The Idioms of Jewish Dress: Buttons, Wigs & Gartels

In the 17th century, European authorities initiated the slow repeal of mandatory Jewish dress codes. Vienna annulled its regulations in 1624, followed by Mannheim (1691), Austria (1781), Rome (1798), Prussia (1812), and elsewhere. For the first time in five centuries, Jews could legally dress like everybody else. Especially after the French Revolution, ideals such as equality and self-determination made it increasingly difficult to marginalize Jews simply on the basis of their Jewishness.

Historically, French law assigned old-fashioned yellow hats to Jews; everybody else wore black caps. But during an April 1790 festival, the Jews of Avignon, flush with the revolutionary promise of Liberté, Egalité, Fraternité, donned black hats to dance with their Gentile compatriots — themselves clad in yellow caps. Shortly thereafter, local Jews demanded permission to unlock the ghetto gates at night and to permanently doff the yellow chapeaux they had endured for centuries. One year later, the Jews of Avignon finally received their just prize: citizenship. They could now enjoy the black hat so symbolic of French fashion and equality.

The situation proved rather more ironic, though, at the nearby enclave of Comtat Venaissin. When the regional assembly in October 1790 untied Jews from yellow hats, the local populace rioted. Some Jews, fearful for the lives, requested the revival of the old dress code. In the city of Carpentras, Jews refused to swap their yellow hats lest they contravene biblical and rabbinic law by emulating Gentiles. The cap that for so long derided Jews now served, by their own choosing, to define them.

 

By the end of the 19th century, imperial Russian decrees targeted all manner of stereotypical Jewish dress, including silk hoods, fur hats, short trousers, and sashes. Jewish women, declared one edict, “should wear simple garments, similar to what Russian women wear. Without question, they are forbidden to wear wigs of any sort that match their hair color.” Only the elderly received exemptions.

Many Jews did change “their national costume,” as one Russian official reported in 1845, but other Jews saw the new restrictions as an outright assault on Judaism. “Our traditional costume,” reports one memoir (Pauline Wengeroff’s Rememberings: The World of a Russian-Jewish Woman in the 19th Century), “was mourned like a beloved departed person.” Some Jews refused to leave their homes. They wept, prayed, and fasted.

Similar events unfolded in the Polish territories, partly to foster Jewish assimilation, partly to revive the national textile industry.

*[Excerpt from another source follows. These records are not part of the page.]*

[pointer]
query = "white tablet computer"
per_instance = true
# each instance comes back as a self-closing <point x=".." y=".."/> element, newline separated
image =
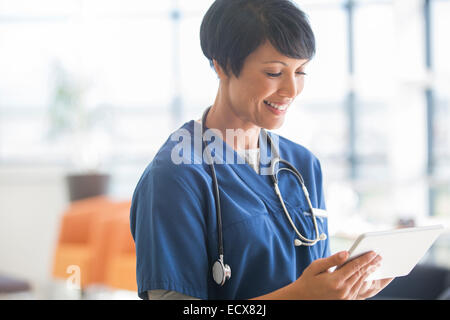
<point x="401" y="249"/>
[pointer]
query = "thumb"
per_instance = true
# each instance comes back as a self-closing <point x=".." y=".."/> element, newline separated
<point x="322" y="265"/>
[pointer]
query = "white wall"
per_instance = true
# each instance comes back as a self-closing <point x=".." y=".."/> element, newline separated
<point x="31" y="202"/>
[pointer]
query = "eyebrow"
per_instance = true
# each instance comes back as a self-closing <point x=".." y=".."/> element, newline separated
<point x="283" y="63"/>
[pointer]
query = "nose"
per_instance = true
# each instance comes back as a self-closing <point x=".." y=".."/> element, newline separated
<point x="290" y="87"/>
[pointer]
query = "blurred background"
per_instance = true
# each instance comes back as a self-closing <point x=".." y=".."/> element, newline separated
<point x="90" y="90"/>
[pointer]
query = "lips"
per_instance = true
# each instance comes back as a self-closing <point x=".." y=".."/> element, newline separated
<point x="276" y="109"/>
<point x="278" y="106"/>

Edicts prohibited Jewish men from appearing in long beards, ear-locks, silk and woolen cloaks, broad gartel belts (“meant to protect the purity of the mind from lower body carnality and pollution”), fur hats, short trousers with stockings, and old-fashioned caps lacking a modern peak.

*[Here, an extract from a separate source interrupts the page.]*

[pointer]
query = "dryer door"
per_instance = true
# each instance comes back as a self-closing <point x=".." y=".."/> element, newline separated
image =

Jewish women were similarly told to dispense with their turbans, “Jewish cut” dresses, colored shoes, and characteristic ornaments. With the exception of the home and synagogue, Jews would henceforth appear like other citizens. 

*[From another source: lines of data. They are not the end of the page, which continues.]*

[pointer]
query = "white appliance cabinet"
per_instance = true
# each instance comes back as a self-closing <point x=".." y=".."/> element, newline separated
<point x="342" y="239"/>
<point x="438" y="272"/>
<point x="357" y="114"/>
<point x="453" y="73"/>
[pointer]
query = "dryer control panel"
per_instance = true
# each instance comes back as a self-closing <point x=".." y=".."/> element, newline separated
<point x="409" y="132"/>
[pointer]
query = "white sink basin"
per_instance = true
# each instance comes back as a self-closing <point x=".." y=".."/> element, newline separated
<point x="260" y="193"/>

A modern dress code for Jews, proclaimed the Duchy of Warsaw, would assist “the progress of civilization of that people.” As incentive, the territory granted properly attired Jews special residential and occupational privileges. But most Jews could afford to pay for neither a new outfit nor an exemption tariff, and so they were beaten, forcefully shorn, and sometimes imprisoned.

 

Ironically, edicts demanding assimilation actually fostered a self-conscious sense of Jewishness, especially among educated and urban Jews who otherwise tethered their identity to modernist aspirations. Many Jews, too, responded to these revised dress codes by investing their garments with deep emotional and religious significance.

Clothing merely worn by Jews now became seen as traditional Jewish clothing, symbolizing traditional Jewish values. For example, the norm in modern male fashion is to button coats and shirts left over right. But Hasidic men, like modern women, button right over left. These conventions undoubtedly arose through happenstance. Nonetheless, Hasidic men came to see their buttons as symbolizing the triumph of divine mercy and goodness, which the medieval mystics associated with the right side of the body, over the harsh judgment and demonic powers of the left side. Jews who button in a modern fashion, declared Rabbi Menachem Mendel from Rimanov, walk in the ways of idolaters.

State-sponsored efforts to assimilate Jews transformed certain garments from mere custom into a religious obligation. Modernity tailored tradition. 

Adapted from A Cultural History of Jewish Dress (Bloomsbury Academic, 2013).